Kubernetes version: v1.18.3
Cloud being used: bare metal
Installation method: Rancher (RKE)
Host OS: Redhat 7
CRI and version: docker 19.3.12
I’m trying to set up eviction thresholds and resource reservations in such a way that there is always at least 1GiB of memory available.
However, in practice, this does not work at all, as the computation the kubelet does seems to be different from the computation the kernel does when it needs to determine whether or not the OOM killer needs to be invoked. E.g. when I load up my system with a bunch of pods running an artificial memory hog, I get the following report from free -m:
Total: 15866 Used: 14628 free: 161 shared: 53 buff/cache: 1077 available: 859
According to the kernel, there’s 859 MiB memory available. Yet, the kubelet does not invoke its eviction policy. In fact, I’ve been able to invoke the system OOM killer before the kubelet eviction policy was invoked, even when ramping up memory usage incredibly slowly (to allow the kubelet housekeeing control loop to sleep 10 seconds, as per its default configuration).

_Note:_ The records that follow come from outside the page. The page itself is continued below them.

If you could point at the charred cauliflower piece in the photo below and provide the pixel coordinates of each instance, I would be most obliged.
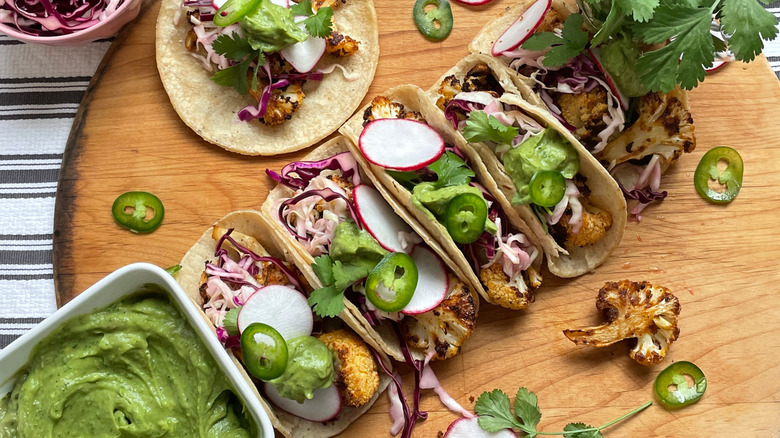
(356, 373)
(585, 111)
(664, 128)
(384, 108)
(502, 292)
(282, 104)
(449, 87)
(445, 328)
(340, 45)
(634, 310)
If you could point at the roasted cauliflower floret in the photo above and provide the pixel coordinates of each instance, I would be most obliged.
(449, 87)
(356, 373)
(664, 128)
(282, 104)
(340, 45)
(585, 111)
(512, 296)
(634, 310)
(445, 328)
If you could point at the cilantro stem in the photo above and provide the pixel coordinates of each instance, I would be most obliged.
(603, 426)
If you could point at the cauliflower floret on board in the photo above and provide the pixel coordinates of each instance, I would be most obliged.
(356, 373)
(641, 311)
(445, 328)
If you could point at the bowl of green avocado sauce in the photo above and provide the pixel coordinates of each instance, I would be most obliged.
(134, 368)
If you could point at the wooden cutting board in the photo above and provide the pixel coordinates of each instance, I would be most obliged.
(721, 261)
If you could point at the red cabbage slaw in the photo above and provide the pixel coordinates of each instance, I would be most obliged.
(315, 183)
(46, 18)
(579, 75)
(231, 282)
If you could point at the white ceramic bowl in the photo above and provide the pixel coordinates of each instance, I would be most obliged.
(122, 282)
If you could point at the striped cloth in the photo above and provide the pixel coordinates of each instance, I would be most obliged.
(40, 91)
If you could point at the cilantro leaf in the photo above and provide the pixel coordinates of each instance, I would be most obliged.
(683, 59)
(481, 127)
(494, 412)
(301, 9)
(235, 47)
(451, 170)
(526, 407)
(321, 23)
(575, 428)
(230, 321)
(747, 22)
(327, 301)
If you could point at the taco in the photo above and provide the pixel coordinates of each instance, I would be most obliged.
(321, 209)
(502, 257)
(635, 134)
(236, 266)
(555, 186)
(253, 87)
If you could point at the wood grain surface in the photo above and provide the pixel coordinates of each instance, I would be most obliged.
(721, 261)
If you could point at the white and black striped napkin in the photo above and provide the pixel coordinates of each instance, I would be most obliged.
(40, 91)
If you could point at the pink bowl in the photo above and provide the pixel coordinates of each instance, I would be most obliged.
(106, 28)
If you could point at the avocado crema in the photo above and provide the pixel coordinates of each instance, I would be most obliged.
(271, 28)
(309, 367)
(133, 369)
(427, 196)
(546, 150)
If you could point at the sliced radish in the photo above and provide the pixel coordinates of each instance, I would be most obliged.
(281, 307)
(595, 54)
(432, 281)
(379, 218)
(324, 406)
(469, 428)
(522, 28)
(305, 55)
(400, 144)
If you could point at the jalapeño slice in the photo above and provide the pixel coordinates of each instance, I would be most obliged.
(547, 188)
(391, 284)
(141, 212)
(465, 217)
(264, 350)
(435, 23)
(233, 10)
(674, 390)
(731, 176)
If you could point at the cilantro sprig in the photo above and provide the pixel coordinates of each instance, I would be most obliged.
(678, 32)
(495, 414)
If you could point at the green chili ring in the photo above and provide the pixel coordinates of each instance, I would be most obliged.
(130, 210)
(682, 394)
(426, 21)
(265, 351)
(708, 170)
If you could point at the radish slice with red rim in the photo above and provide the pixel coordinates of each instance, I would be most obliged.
(522, 28)
(400, 144)
(595, 54)
(283, 308)
(469, 428)
(432, 281)
(324, 406)
(379, 218)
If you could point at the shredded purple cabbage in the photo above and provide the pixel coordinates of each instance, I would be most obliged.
(326, 194)
(308, 170)
(291, 277)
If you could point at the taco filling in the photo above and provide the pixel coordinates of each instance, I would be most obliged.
(330, 356)
(635, 134)
(504, 260)
(266, 50)
(322, 216)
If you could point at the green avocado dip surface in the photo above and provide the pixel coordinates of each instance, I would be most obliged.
(133, 369)
(544, 151)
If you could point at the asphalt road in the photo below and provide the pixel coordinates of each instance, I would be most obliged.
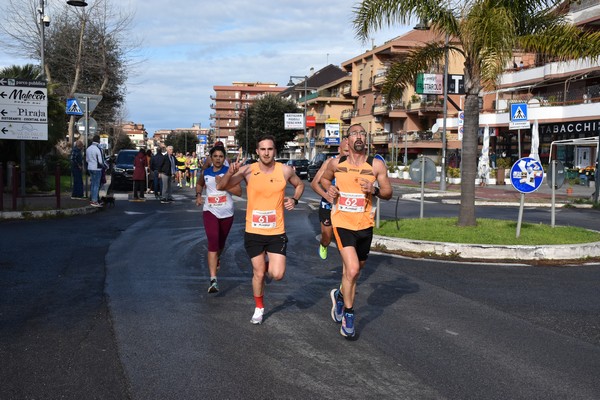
(113, 305)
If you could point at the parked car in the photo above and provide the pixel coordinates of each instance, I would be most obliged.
(122, 173)
(316, 162)
(300, 166)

I’ve found this script which used to be in Kubernetes documentation and is supposed to calculate the available memory in the same way the Kubelet does. I ran it in parallel to free -m above and got the following result:
That’s almost 1000M difference!
Now, I understand the calculation was by design, but that leaves me with the obvious question: how can I reliably manage system resource usage so that the system OOM killer does not get invoked? What eviction policy can I set so the kubelet will start evicting pods when there’s less than a gigabyte of memory available?
I’ve been able to trigger the eviction mechanism by simply increasing the
eviction-hard limit to
2Gi, here too, though, the actual available memory at the time the eviction started was way, way lower than the limit set in the configuration.
Additionally, I tried the example from the out-or-resource handling doc page, which states that setting the
eviction-hard to 500 Mi and the
system-reserved at 1.5Gi would result in pods being evicted when there’s half a gig of memory left. That has the same issues as what I described above.